For those of us who read for a living, paperback releases provide an opportunity to catch up on some of the best books that came out last year, too. Our favorite paperback releases of 2017 (so far) include a Pulitzer Prize winner (Matthew Desmond, Evicted: Poverty and Profit in the American City) and a Pulitzer finalist (C.E. Morgan, The Sport of Kings), as well as an original book of poetry.
The journalist’s oral history of 1969 and 1970 includes interviews with movers and shakers of the day (Bill Ayers, Daniel Ellsberg, Robin Morgan) as well as lesser known figures who played a role in key events, like an FBI agent tasked with keeping tabs on the leaders of the Students for a Democratic Society. The book is a rich tapestry of a volatile period in American history.
This Pulitzer Prize-winning book examines the plague of eviction, following eight Milwaukee families who struggle to stay in their homes in the face of a rigged system. With compassion and an expert understanding of the many obstacles to a solution, Desmond illustrates the ways that eviction serves to exacerbate the traumatic cycle of poverty.

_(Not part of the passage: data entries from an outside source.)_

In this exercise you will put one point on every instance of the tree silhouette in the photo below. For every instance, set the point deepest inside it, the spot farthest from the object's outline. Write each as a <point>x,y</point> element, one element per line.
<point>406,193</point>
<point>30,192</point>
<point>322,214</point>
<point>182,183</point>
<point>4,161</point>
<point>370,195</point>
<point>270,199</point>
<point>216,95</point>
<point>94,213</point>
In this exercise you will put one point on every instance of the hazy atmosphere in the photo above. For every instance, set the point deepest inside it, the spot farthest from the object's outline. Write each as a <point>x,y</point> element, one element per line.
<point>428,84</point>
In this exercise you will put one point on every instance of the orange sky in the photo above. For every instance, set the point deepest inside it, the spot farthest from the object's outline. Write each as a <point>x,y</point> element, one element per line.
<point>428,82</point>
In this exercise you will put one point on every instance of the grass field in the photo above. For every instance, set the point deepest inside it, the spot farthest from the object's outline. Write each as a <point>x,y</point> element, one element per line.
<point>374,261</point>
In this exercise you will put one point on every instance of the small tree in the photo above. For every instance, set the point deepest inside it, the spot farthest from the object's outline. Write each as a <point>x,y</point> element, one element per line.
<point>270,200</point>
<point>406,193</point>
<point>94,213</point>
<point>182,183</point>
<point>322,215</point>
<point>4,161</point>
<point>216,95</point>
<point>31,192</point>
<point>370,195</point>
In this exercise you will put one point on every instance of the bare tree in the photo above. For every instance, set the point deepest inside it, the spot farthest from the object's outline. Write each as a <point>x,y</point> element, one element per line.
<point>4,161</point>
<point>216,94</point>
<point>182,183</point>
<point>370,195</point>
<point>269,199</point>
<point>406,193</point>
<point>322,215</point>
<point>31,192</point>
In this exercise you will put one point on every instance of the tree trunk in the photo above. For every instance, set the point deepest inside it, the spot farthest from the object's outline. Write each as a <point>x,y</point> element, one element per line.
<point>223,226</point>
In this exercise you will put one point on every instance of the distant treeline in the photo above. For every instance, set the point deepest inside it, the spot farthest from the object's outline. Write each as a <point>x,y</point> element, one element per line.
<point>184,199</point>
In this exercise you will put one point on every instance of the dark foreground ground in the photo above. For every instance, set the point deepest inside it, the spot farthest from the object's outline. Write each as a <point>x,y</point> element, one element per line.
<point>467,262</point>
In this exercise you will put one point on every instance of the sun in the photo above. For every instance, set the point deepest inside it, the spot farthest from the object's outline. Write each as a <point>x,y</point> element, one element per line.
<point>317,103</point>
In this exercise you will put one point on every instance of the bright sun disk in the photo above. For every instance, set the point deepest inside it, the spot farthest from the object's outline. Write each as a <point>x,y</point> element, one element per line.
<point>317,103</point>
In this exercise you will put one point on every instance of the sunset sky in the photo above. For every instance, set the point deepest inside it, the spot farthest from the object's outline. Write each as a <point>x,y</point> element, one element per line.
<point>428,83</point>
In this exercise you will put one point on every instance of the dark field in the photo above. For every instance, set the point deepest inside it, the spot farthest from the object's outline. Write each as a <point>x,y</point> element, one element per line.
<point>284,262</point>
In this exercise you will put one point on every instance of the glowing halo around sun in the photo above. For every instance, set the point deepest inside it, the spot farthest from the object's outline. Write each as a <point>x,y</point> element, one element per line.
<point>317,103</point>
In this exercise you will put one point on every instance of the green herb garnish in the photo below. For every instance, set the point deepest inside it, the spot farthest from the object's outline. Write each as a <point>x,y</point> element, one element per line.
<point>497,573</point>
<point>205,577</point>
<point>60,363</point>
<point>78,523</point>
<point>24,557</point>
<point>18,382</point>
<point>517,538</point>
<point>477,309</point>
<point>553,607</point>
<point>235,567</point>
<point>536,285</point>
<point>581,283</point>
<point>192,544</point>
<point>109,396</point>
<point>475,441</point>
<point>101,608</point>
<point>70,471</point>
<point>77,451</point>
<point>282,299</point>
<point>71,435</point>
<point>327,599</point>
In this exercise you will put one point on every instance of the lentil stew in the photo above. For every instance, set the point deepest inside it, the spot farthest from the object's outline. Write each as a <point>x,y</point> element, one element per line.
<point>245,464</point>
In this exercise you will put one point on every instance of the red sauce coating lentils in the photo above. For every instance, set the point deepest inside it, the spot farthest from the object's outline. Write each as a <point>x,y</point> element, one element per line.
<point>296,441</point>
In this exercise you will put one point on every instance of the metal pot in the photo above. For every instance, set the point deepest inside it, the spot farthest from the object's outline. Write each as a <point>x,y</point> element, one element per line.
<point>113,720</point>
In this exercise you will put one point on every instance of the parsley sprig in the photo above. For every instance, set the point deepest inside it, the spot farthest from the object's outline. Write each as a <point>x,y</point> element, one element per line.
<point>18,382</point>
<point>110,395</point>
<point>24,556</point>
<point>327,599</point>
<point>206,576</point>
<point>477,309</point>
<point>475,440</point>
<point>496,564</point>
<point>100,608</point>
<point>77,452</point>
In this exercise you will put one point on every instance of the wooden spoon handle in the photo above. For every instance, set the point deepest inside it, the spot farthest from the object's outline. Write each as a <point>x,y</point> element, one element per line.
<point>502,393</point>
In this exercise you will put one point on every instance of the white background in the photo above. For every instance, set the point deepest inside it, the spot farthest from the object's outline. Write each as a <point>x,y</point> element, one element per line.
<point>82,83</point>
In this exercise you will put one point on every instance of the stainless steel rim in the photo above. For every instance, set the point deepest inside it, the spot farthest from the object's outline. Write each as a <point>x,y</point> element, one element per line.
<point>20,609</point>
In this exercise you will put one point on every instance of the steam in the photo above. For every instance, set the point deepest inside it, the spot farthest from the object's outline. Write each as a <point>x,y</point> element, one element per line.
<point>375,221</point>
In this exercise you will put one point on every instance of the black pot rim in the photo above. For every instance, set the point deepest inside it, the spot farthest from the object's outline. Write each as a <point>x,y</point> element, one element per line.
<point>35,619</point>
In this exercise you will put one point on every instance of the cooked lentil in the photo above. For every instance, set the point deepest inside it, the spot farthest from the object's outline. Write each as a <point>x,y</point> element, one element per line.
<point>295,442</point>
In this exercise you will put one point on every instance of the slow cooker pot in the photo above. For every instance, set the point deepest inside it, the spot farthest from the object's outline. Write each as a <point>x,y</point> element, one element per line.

In the Mexican author’s first novel to be translated into English, Enrigue playfully weaves together an imagined tennis match in Rome between two giants of the Baroque period, Caravaggio and Francisco de Quevedo, and the very real destruction of the Aztec world happening across the Atlantic Ocean.
In an expansive debut novel that covers the upheaval of the 1960s, the Iraq War, the Occupy Wall Street movement and many other political moments and locales of the past six decades, Hill proves his chops as both a wry social commentator and an affecting portrait artist.
Morgan uses horse breeding as a lens through which to explore questions of race, heritage, family and the legacy of slavery in this lyrical, provocative novel about a contemporary black groom and the white family that employs him.
In this paperback original, Parker’s poems brings heat to the art of Mickalene Thomas, the racial politics of Barack Obama’s presidency, the body politics of Beyoncé and the danger of moving through America in a black body: “I walk into a bar. / I drink a lot of wine and kiss a Black man on his beard. / I do whatever I want because I could die any minute. / I don’t mean YOLO I mean they are hunting me.”
A young maid in 1920s England marks Mothering Sunday — an annual day off for domestic workers to visit their moms — with a final rendezvous with her lover, a gentleman engaged to a woman of his own class. Decades later, she looks back on the day as the moment she became a writer. The book’s emotional heft far outweighs its slim size.